Il grande libro dei tarli è un viaggio in un universo che sembra totalmente altro, guidato da logiche e abitudini per noi inimmaginabili e incomprensibili. Lisa, che non è un entomologo di professione, ma un cultore appassionato, si sente attratto da questa vita aliena sino al punto da immaginarsi d’essere un maschio di Euwallacea, un coleottero invasivo dell’Asia orientale, o un esemplare di Scolitide, appunto, che sta scrivendo attraverso i propri tunnel la sua personale storia. Replicando, ma anche rovesciando, la dinamica di un celebre racconto di Kafka, La metamorfosi, Lisa si cala nei panni d’un insetto, non senza aver prima interrogato entomologi sullo stato delle ricerche, o setacciato nel web le opere di artisti visivi che si sono cimentati con l’attività segreta dei coleotteri, così da comporre una rassegna straordinaria di performance, oggetti, forme e immagini. Nel frattempo ci racconta come si dedichi a raccogliere i tarli, rendendoci edotti sulle loro particolarità.

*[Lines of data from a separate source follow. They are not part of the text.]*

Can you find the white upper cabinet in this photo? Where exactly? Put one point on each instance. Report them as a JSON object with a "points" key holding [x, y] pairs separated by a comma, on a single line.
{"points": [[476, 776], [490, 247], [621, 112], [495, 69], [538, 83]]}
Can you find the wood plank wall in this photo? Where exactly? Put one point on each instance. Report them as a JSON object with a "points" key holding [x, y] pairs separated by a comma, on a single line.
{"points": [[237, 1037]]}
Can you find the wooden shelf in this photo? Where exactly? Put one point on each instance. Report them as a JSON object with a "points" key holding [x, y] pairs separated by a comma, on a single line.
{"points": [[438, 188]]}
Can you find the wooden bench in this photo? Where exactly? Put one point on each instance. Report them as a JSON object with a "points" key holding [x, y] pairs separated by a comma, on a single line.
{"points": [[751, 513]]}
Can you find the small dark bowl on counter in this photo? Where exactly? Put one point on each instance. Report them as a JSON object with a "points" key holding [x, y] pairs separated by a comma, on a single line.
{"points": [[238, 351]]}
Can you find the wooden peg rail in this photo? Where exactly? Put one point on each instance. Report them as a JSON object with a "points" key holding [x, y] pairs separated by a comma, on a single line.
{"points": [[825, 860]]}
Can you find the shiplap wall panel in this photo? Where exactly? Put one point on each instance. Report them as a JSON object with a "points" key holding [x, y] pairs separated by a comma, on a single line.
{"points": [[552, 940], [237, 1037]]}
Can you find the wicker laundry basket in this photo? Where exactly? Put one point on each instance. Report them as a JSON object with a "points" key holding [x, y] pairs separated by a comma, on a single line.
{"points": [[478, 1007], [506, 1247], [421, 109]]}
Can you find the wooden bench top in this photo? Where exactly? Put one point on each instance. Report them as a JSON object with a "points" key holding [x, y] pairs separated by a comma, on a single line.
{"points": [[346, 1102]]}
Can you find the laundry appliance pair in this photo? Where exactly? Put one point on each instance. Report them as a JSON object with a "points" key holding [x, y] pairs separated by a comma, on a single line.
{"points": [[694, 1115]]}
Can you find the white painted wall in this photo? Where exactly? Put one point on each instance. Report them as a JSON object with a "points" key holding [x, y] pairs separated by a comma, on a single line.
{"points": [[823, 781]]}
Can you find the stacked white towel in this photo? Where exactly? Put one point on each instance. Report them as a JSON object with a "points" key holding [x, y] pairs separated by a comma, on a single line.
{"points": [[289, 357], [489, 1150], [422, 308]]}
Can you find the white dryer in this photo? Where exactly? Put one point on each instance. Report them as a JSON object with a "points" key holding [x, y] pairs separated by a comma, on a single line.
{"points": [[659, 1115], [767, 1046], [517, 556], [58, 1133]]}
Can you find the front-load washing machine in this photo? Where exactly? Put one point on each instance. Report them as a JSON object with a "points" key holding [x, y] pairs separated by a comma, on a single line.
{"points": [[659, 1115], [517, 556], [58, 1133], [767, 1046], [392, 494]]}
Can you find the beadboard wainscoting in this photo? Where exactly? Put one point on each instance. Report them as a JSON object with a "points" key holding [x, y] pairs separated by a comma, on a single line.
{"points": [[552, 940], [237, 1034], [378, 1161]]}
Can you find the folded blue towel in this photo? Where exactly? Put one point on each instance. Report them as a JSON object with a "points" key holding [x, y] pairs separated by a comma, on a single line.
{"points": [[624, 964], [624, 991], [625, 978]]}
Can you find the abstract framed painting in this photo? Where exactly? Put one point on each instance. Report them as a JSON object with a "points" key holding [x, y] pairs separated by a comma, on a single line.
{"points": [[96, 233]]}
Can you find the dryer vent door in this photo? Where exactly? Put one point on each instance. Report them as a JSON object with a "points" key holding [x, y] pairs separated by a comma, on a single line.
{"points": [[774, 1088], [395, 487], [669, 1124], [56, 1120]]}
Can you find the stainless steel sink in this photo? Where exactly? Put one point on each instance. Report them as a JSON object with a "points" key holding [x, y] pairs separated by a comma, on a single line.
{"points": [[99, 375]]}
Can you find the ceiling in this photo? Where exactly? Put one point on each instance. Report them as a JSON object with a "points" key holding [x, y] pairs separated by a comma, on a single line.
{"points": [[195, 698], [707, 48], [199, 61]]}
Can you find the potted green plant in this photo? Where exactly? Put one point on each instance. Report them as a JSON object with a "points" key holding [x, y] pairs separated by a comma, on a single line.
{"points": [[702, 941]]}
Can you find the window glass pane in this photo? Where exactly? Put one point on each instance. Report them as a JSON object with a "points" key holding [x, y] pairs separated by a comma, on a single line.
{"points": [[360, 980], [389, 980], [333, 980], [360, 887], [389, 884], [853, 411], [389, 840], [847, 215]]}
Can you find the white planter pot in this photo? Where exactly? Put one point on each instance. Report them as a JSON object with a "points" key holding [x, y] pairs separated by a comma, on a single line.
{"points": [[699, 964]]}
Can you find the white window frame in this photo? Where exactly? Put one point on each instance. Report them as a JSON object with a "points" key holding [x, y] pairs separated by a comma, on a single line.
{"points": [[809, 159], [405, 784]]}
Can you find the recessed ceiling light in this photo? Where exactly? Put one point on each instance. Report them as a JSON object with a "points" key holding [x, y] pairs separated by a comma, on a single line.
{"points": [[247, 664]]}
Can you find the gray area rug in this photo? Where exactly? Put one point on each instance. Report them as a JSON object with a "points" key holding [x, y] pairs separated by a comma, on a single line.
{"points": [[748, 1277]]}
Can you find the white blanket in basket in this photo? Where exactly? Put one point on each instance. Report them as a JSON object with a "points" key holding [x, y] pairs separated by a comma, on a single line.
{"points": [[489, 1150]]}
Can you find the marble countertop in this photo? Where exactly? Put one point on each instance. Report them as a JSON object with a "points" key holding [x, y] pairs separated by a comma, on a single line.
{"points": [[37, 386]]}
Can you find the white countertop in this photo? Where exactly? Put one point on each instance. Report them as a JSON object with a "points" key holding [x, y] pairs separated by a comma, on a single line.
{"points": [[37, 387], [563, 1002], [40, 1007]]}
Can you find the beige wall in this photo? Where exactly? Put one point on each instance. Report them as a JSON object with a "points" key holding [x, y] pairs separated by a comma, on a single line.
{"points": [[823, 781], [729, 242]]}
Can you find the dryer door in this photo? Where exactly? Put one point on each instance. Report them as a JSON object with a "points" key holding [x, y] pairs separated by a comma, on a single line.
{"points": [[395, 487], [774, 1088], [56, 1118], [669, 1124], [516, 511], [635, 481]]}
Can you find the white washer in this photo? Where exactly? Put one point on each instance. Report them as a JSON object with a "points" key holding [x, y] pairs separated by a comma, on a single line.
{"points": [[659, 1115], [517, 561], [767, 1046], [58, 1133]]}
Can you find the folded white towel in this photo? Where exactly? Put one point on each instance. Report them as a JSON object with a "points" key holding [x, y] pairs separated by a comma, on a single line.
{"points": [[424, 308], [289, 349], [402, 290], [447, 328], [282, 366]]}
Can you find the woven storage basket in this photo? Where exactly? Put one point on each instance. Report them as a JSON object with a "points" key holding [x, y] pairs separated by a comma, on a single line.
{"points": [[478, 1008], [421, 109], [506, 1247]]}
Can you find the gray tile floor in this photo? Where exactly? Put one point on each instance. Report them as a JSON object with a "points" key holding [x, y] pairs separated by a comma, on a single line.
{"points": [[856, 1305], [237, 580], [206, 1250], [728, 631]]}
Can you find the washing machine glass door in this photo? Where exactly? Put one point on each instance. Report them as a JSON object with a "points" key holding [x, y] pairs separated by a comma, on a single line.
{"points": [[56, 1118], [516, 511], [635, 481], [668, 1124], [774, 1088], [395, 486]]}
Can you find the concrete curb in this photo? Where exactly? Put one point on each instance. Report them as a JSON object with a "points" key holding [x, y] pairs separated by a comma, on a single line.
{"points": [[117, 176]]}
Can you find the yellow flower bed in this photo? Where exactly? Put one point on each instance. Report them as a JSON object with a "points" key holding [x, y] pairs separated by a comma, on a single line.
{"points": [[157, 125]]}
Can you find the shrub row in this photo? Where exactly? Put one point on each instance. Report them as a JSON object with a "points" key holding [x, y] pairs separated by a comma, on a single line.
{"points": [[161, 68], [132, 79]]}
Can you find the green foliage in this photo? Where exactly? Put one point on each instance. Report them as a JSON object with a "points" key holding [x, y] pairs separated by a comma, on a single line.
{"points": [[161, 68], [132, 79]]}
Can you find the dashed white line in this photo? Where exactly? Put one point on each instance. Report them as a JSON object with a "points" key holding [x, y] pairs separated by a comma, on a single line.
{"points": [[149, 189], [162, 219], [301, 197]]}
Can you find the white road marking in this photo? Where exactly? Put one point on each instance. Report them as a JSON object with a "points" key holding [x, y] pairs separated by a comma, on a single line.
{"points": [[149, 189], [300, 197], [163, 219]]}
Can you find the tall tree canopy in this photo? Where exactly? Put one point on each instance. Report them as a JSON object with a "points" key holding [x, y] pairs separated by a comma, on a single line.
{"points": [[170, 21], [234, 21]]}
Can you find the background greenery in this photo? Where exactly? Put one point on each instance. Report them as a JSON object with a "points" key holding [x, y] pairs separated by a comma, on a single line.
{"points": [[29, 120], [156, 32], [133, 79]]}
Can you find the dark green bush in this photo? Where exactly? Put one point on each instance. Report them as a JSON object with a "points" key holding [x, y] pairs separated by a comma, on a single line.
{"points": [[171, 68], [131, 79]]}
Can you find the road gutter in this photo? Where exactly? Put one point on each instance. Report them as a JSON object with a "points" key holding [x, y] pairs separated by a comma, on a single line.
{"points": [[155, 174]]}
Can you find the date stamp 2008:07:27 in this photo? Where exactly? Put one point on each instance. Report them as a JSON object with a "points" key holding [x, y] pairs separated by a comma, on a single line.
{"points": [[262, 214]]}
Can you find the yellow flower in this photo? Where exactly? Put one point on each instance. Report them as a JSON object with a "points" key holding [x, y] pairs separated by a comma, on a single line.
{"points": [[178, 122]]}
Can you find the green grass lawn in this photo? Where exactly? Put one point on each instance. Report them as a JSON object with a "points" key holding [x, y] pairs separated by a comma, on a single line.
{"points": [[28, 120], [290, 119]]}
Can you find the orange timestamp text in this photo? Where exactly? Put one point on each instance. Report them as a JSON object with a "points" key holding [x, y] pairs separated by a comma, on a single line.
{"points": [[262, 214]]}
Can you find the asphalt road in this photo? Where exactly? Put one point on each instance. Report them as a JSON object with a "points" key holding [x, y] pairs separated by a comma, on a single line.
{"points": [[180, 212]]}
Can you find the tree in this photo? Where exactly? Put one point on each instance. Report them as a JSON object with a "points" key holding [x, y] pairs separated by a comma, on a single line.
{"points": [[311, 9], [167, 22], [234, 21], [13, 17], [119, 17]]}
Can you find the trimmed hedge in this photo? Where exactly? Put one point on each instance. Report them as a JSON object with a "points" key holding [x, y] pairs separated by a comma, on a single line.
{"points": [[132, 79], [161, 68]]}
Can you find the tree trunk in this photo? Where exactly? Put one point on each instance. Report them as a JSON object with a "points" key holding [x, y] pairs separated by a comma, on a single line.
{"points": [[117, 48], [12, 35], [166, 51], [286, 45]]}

La parola «tarlo», ci ricorda, viene dal latino tarmes, tarma; si tratta del medesimo nome attribuito alle piccole falene Tineidi che bucano i nostri maglioni e le sciarpe di lana, se alla fine dell’inverno non le irroriamo di prodotti per sterminarle. La prosa con cui è scritto questo libro unico e inconsueto, quarto volume d’una serie dedicata ai coleotteri, è elegante e mai specialistica, accurata e insieme poetica. Lisa ha disegnato i ritratti dei suoi amati insetti, e ha riprodotto i ricami realizzati nei tronchi degli alberi così simili a merletti ma anche a iscrizioni in alfabeti ignoti. Se, come ha previsto Primo Levi, saranno gli insetti a ereditare il mondo dopo la scomparsa dell’Homo sapiens, Il grande libro dei tarli è senza dubbio una perfetta guida ispirata e immaginifica per aiutarci a prefigurare il futuro prossimo e venturo.